Water runs into a conical tank at the rate of 9ft³/min. The tank stands point down and has a height of 10 ft. and a base radius of 5 ft. How fast is the water level rising when the water is 6 ft. deep? (V=1/3 pi r² h).

Any help would be greatly appreciated!

Hi Erin,

You have V=1/3 pi r² h but let's be more explicit. Let V(t) be the volume of water in the tank at time t minutes, h(t) be the height of the water at that time and r(t) the radius of the top of the water at time t. You want to find the rate at which the height of the water , h(t), is changing at a particular time, the time when the height of the water is 6 ft.

The rate you want, the rate at which h(t) is changing is h'(t).

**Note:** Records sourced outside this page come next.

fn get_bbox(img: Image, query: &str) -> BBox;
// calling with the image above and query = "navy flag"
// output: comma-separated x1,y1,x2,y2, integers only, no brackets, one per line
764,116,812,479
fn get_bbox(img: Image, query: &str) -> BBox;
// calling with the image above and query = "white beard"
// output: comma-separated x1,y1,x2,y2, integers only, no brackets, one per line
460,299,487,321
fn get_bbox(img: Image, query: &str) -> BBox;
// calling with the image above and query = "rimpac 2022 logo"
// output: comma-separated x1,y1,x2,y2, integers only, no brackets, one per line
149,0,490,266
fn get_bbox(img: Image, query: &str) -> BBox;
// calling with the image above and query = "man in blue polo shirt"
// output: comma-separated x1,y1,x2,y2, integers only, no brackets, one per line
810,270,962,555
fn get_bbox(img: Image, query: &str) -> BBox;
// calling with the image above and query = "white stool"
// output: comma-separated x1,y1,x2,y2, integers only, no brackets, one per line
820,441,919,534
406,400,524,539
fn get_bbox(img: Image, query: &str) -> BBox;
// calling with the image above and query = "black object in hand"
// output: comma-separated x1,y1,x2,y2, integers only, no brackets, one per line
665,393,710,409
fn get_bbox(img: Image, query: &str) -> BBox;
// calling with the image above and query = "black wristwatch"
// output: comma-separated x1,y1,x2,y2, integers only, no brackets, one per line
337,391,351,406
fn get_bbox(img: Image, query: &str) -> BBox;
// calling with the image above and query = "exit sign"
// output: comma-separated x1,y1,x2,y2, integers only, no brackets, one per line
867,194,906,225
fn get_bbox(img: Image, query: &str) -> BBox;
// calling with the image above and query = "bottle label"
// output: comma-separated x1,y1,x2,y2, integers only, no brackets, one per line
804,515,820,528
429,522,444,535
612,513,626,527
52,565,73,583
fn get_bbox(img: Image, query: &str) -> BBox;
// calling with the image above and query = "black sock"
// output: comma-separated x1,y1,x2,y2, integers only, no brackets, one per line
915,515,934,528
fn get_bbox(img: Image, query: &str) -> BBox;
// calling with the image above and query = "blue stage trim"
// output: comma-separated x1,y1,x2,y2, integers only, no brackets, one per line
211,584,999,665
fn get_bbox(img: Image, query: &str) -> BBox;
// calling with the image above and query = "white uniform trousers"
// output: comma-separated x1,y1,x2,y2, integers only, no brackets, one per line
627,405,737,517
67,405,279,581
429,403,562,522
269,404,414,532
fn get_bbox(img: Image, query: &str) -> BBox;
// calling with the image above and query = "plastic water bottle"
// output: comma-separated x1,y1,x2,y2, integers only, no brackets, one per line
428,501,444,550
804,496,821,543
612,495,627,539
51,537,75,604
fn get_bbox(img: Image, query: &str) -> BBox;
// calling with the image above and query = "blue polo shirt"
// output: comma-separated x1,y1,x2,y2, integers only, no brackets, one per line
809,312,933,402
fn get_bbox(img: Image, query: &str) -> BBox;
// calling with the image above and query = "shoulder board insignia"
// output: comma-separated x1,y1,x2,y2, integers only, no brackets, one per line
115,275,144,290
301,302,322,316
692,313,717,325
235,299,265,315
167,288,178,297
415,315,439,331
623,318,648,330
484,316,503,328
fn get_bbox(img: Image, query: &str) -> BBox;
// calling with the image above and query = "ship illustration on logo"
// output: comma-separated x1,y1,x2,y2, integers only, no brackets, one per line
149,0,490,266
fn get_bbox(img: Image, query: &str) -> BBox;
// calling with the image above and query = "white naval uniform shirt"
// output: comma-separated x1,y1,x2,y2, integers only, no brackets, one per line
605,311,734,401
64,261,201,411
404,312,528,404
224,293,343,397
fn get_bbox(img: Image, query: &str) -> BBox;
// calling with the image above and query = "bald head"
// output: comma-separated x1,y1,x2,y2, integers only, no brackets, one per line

You do know one rate, V'(t) = 9 cubic feet per minute at every time t. You can find a relationship between V'(t) and h'(t) by differentiating both sides of

V(t)=1/3 pi r²(t) h(t)

with respect to t but, unfortunately the right side will contain not only h'(t) but also r'(t). Somehow you need to eliminate the r(t) factor from the right side of

V(t)=1/3 pi r²(t) h(t)

to make this procedure work. The geometry of the situation gives you the information you need.

From the diagram triangles SRP and TQP are similar and hence

 ^|SR|/_|RP| = ^|TQ|/ _|QP|  

Thus

⁵/₁₀ = ^r(t)/ _h(t)

and hence r(t) = ¹/₂ h(t).

Substitute this into the expression V(t)=1/3 pi r²(t) h(t) and then differentiate both sides with respect to t.

Penny